For Resident NB (Appellant): Pro Se
The Appellant requested a hearing in this matter pursuant to Title 10 NYCRR § 415.3(h) to appeal the Facility's decision to discharge the Appellant. The Facility moved to discharge the Appellant on the grounds that the Appellant's conduct endangered the health or safety of individuals in the Center and that the Appellant failed after sufficient and appropriate notice to pay his share for his stay in the facility. After a two-day hearing in this matter, at which both parties presented witnesses and documentary evidence, I find that the Facility has established by substantial evidence that the Appellant presents a threat to the health and safety of the other residents and staff at the Facility due to the Appellant's assault on an employee and by setting a fire at the Facility. I find further that the Appellant failed to pay his share for his care at the Facility. I find the Appellant's discharge appropriate and I find at that the Facility has provided an appropriate Discharge Plan.
Under Title 10 NYCRR § 415.3(h), a nursing home resident holds certain rights in regard to transfer or discharge. Title 10 NYCRR § 415.3(h)(1)(i)(a)(3) permits a resident to remain in a facility unless a Facility's interdisciplinary team determines that the resident's continued stay in the facility would endanger health or safety of individuals in the facility and no reasonable alternative would address the problem safely. Title 10 NYCRR § 415.3(h)(1)(i)(b) allows discharge if a resident has failed to pay, after reasonable and appropriate notice for his stay at the Facility. The resident may challenge the discharge in a hearing pursuant to § 415.3(h)(2).
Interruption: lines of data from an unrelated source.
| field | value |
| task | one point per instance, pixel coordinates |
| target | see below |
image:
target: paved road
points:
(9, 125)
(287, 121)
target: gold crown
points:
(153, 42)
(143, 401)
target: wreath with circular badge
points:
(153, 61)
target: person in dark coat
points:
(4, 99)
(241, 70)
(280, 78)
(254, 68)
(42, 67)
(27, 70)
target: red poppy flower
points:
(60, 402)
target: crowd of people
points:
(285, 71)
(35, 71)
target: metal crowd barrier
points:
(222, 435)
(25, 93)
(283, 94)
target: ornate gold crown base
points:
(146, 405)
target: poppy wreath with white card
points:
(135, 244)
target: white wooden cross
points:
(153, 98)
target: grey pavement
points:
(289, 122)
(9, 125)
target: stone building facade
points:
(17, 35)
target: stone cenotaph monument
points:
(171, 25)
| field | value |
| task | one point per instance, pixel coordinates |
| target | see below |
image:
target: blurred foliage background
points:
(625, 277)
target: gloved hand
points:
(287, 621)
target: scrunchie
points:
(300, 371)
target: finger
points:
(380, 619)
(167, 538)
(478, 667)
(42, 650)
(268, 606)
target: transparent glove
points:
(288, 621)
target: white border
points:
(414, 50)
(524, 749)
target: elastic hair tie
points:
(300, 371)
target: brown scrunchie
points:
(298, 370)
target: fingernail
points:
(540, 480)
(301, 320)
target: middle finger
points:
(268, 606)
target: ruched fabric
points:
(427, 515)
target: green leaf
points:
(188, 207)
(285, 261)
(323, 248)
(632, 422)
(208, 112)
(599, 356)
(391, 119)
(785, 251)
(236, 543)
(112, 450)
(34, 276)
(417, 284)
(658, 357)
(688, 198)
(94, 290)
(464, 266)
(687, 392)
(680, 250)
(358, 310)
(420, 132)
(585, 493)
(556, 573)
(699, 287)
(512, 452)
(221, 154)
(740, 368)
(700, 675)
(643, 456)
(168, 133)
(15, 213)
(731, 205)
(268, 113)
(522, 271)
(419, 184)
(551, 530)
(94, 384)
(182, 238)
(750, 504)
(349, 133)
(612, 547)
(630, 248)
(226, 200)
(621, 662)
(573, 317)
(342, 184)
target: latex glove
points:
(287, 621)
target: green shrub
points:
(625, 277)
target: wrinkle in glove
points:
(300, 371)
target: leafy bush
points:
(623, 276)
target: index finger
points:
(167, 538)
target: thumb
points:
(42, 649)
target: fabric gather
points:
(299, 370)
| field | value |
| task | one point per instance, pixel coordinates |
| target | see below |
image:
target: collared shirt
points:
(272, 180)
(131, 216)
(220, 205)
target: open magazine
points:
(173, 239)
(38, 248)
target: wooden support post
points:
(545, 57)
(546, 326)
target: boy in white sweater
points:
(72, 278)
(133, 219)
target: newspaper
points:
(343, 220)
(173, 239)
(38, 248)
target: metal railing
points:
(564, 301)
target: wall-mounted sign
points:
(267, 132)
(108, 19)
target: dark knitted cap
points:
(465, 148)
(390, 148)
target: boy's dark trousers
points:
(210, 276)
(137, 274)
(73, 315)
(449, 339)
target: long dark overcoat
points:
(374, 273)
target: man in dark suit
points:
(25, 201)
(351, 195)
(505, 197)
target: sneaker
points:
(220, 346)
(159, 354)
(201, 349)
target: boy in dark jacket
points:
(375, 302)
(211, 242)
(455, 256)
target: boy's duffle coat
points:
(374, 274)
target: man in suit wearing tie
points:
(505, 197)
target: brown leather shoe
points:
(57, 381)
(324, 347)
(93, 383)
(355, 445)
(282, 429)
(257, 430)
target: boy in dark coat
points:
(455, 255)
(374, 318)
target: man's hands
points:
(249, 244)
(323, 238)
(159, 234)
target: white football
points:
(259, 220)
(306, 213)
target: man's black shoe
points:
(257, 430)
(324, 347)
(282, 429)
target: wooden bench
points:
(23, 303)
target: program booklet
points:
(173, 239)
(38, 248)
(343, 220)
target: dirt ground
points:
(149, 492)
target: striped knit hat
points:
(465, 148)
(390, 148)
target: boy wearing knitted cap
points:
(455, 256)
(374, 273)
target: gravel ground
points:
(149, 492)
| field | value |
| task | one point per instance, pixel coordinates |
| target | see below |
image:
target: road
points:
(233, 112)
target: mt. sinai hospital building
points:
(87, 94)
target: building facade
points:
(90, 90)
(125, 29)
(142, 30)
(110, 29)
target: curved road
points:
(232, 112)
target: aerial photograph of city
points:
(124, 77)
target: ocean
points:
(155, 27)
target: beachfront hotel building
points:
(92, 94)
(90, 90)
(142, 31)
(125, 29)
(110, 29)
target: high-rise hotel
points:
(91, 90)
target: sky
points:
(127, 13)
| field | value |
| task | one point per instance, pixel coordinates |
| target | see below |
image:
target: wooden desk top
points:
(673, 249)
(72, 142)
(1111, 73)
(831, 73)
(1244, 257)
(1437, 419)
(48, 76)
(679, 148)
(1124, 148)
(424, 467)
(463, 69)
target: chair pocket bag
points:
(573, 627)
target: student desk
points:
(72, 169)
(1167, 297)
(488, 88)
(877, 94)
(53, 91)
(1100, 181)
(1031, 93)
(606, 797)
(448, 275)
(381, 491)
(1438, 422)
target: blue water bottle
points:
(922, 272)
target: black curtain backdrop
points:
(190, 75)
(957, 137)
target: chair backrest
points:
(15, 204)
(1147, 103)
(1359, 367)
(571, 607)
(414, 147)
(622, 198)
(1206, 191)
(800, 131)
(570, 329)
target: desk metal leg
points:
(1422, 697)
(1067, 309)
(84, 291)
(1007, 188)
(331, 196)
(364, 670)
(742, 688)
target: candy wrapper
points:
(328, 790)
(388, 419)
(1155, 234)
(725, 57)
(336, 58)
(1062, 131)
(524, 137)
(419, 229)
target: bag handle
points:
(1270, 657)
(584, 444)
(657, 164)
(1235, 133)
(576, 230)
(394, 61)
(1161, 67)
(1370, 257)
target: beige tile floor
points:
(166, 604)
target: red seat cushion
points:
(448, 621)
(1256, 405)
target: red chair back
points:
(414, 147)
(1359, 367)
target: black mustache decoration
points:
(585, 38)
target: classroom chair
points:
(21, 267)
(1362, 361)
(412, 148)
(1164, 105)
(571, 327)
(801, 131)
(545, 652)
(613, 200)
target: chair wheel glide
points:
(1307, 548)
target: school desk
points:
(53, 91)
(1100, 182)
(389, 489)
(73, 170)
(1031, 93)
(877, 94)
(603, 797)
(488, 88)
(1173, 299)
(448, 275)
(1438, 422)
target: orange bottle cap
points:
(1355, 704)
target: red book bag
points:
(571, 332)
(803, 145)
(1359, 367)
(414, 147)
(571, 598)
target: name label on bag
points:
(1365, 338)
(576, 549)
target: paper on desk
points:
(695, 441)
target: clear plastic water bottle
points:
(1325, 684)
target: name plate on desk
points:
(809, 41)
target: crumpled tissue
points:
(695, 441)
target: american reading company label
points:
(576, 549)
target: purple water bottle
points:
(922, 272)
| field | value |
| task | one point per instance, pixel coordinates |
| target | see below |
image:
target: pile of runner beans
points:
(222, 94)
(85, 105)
The Facility provided a Discharge Notice [ALJ II] to the Appellant on May 25, 2004, citing as the grounds for the transfer health and safety of individuals and other residents in the facility and failure to pay. The Appellant then requested the hearing that took place at the Facility on June 24 and July 6, 2004. This ALJ attempted to tape record the June 24th hearing. The tape failed to record the hearing and left no record from testimony or arguments from the June 24th hearing. I advised the parties about the need to reconvene by letter on June 28, 2004 [ALJ III]. At the July 6th hearing, a stenographic reporter prepared a transcript of the proceeding. During the two hearing days the Facility presented as witnesses: Mr. Feldman, the Facility Administrator, Ms. Gentico, the Assistant Administrator, the Medical Director Dr. Donin, and two Social Workers, Mr. Santiago and Ms. Madden. The Resident testified and called two security officers as witnesses: Ms. Lozano and Mr. Perry. The Appellant called another Social Worker, Mr. Hendrix, on the first hearing day, but chose to forego any testimony by Mr. Hendrix on the second hearing day. Between the first and second days, I instructed the Facility by letter [ALJ III] to provide the Appellant with copies of the Appellant's medical chart not already in the hearing record, pursuant to § 415.3(h)(2)(i)(e) and I issued a subpoena for the re-appearance by Ms. Lozano, as she no longer works at the Facility. During the two hearing days I received into evidence four procedural exhibits that I designated ALJ I-IV, eight exhibits from the Appellant (Appellant A-H) and twenty-four exhibits from the Facility (Facility 1-24). The Appendix to this decision provides a list of the exhibits.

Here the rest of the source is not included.